Traffic congestion linked to heart attacks

September 9, 2009

Joseph Hall

HEALTH REPORTER

Fuming Gardiner Expressway congestion might spew out enough pollution to cause heart attacks in people with coronary artery diseases, a new University of Toronto study suggests.

The research showed that particulate pollution at levels that might be generated by a Gardiner backup could significantly raise blood pressure and cause vessels to constrict – a potentially fatal circumstance for people with clogged coronary arteries, one of the paper's authors says.

"People who are close to having problems, when they're exposed to the pollution, it sort of tips you over the edge," says Bruce Urch, an air pollution expert at U of T and a co-author of the study.

Urch says people with arteriosclerosis – hardening of the arteries – could be placed in particular danger by high pollution levels.

"It can constrict your coronary blood vessels and if you're 95 per cent blocked ... then that's going to be a severe thing to happen," he says. "A little bit more (artery shrinkage) would be deadly."

Alternately, sudden, arterial inflammation could cause plaque deposits lining the vessels to break off into clots, creating heart attack or stroke dangers.

The paper appears in the current edition of the journal Hypertension, published by the American Heart Association.

While the study subjected participants to noxious levels of pollution found in places like Mexico City, Urch says that a jammed up Gardiner or Don Valley Parkway could generate such eye-searing, atmospheric soups.

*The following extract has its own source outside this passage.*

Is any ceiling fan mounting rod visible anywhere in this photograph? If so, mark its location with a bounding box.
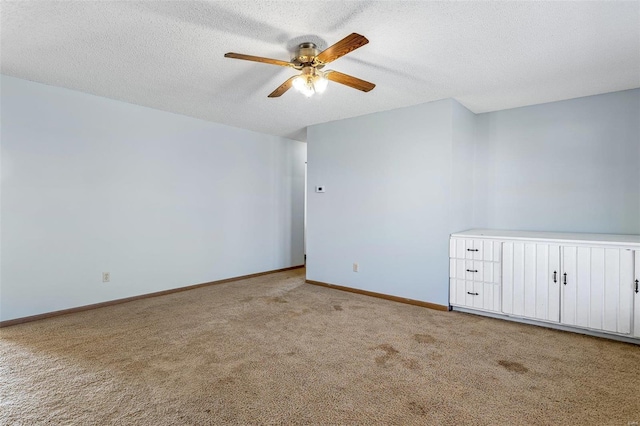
[291,42,324,68]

The study was conducted on 83 healthy students – 33 in Toronto and another 50 at the University of Michigan, which collaborated on the paper.

Using special, pollution-generating equipment, air was sucked in from outside Urch's downtown College St. lab, where many of the natural gases were removed to concentrate the small particles that typically contaminate this city's air.

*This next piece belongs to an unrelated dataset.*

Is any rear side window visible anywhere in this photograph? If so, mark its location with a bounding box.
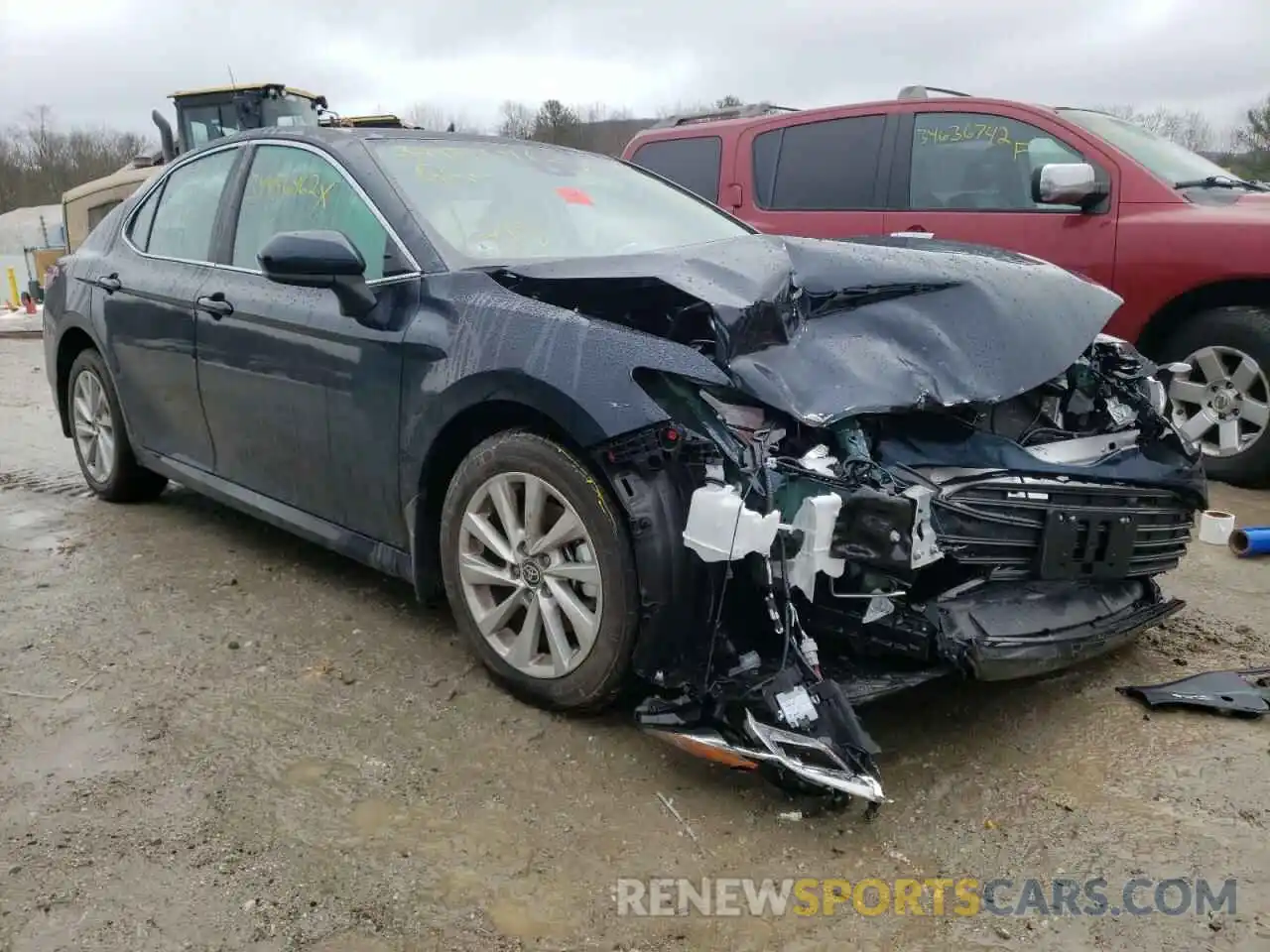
[753,115,886,212]
[146,149,241,262]
[631,136,722,203]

Ozone, another pollutant, was also added to the mix, creating air that was about twice as smoggy as you'd find on a particularly smoggy day in this city.

Sitting in Plexiglas booths, student volunteers were then subjected to the high-octane ooze, breathing it in through face masks for two-hour stretches.

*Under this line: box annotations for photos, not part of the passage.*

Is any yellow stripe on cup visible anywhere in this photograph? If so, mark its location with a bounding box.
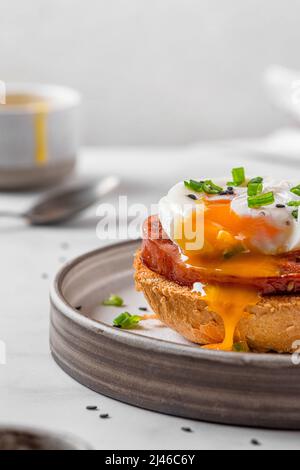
[34,103,48,166]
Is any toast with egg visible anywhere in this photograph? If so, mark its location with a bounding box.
[134,251,300,353]
[134,168,300,353]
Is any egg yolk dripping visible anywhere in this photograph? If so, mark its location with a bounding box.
[175,199,279,350]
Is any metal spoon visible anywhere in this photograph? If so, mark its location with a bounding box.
[0,176,120,225]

During that time, the subjects' diastolic pressure – the bottom number on standard blood pressure readings – climbed an average of five points.

"In a healthy, normal subject that's nothing, it wouldn't do anything," Urch says.

"But if you had hypertension, or you had a respiratory condition or a heart condition ... then that may be more of an issue."

Past studies have shown the connection between smog and heart attacks. But the most recent paper broke down the dirty air into its particulate and ozone components, Urch says.

"What we found was the effects we saw were mainly due to the particles and not due to the ozone," he says. "So it just helps with assessing what's the main thing that's causing events."

While the particles don't actually enter the bloodstream, Urch speculates that they might trigger inflammatory enzymes in the body that cause vessels to constrict.